Few meats have as much versatility as the humble pork loin. Whether you go with a basic preparation or an elaborate presentation, pork loin hits every note. Boneless pork loin responds well to several cooking methods, so your preferences ultimately determine what works best. If you prefer a smoky finish and hearty crust, go with grilling. If the gentle, subtle flavors of complementary herbs and a rich sauce suit your tastes, braising has you covered. For the juiciest, most tender pork regardless of cooking method, follow one simple guideline: Use a meat thermometer to prevent overcooking.
If you need a hearty all-in-one meal that goes from fridge to table in under an hour, roasting delivers. Add one-inch chunks of starchy and fibrous vegetables, such as carrots, potatoes and parsnips, to the roasting pan for a side dish.
Season the pork and veggies with kosher salt and freshly ground pepper and give everything a liberal coating of olive oil. Roast the pork and veggies for 10 minutes at 450 F, then lower the oven temperature to 350 F and cook until the internal temperature in the center reaches 140-145 F, about 25 minutes per pound. Let the pork rest for five minutes before serving.
Braising gently cooks the pork in a savory liquid that combines with the meat's juices to form a succulent sauce. You can also incorporate your favorite herbs and spices in the cooking liquid to season the pork and flavor the sauce.
Sear the pork loin in a couple tablespoons of olive oil in a braising pan, then set the roast aside. In the same pan, caramelize two parts chopped onions to one part each chopped carrots and celery, and return the pork to the pan. Add enough stock to cover the pork by half along with a handful of your favorite herbs and spices. Cover the pan and braise the pork in a 325 F oven until it reaches 145 F in the center, about 45 minutes for a two- to three-pound pork loin. Set the pork and veggies aside, and simmer the cooking liquid with 1/2 tablespoon of flour until it thickens, about 10 minutes. Season the sauce to taste and serve.

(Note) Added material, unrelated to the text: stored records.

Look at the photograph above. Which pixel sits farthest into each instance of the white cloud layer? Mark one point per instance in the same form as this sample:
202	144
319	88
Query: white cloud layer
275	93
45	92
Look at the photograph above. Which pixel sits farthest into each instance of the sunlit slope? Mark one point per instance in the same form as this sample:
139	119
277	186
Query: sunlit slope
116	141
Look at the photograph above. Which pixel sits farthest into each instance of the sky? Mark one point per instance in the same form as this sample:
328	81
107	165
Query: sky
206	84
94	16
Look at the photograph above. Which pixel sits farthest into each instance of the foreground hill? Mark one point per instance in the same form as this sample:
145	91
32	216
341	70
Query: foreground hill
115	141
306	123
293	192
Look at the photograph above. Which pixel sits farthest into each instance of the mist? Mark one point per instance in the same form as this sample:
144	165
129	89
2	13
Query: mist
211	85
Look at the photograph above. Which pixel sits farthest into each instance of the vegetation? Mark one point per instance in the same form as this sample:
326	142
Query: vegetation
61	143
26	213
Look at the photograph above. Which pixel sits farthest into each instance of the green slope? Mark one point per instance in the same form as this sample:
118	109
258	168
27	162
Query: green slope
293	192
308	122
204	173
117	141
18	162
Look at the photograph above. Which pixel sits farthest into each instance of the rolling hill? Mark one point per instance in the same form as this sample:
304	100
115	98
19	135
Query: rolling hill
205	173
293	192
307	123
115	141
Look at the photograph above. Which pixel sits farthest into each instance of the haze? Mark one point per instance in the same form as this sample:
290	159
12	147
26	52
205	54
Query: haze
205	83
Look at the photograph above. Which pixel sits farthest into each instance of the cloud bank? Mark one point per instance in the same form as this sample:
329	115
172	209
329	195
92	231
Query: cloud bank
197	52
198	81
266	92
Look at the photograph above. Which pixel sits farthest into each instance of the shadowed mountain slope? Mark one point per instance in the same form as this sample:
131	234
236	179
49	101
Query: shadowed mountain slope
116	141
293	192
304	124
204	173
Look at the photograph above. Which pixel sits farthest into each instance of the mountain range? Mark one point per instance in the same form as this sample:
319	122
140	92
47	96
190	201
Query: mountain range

Grilling gives pork loin a satisfying combination of smoky charred crust and moist, tender interior that showcases what open-flame cooking can do. Save time on side dishes by grilling veggies on the unused parts of the grill while the pork cooks.
Heat the grill to high and season the pork loin to taste. Set the pork loin on the grill and sear it until charred and golden brown on all sides, turning as needed. Lower the grill temperature to medium (around 300 F) and cook the pork, covered, for 45-60 minutes for a two- to three-pound pork loin, turning occasionally. Check the internal temperature and remove the pork when it reaches 140-145 F.
Consider applying a spice rub, herb paste or marinade to the pork loin before cooking it. Make your own herb paste by pureeing two or three cups of fresh herbs with one to two tablespoons of olive oil. Make a spice rub by mixing your preferred dried herbs and spices with kosher salt to taste. To make a marinade, combine equal parts lemon juice or vinegar, vegetable oil and herbs, spices and aromatics, such as chopped garlic. Coat the pork loin on all sides with the rub, paste or marinade, then wrap it in plastic wrap and chill it in the refrigerator for four to 24 hours.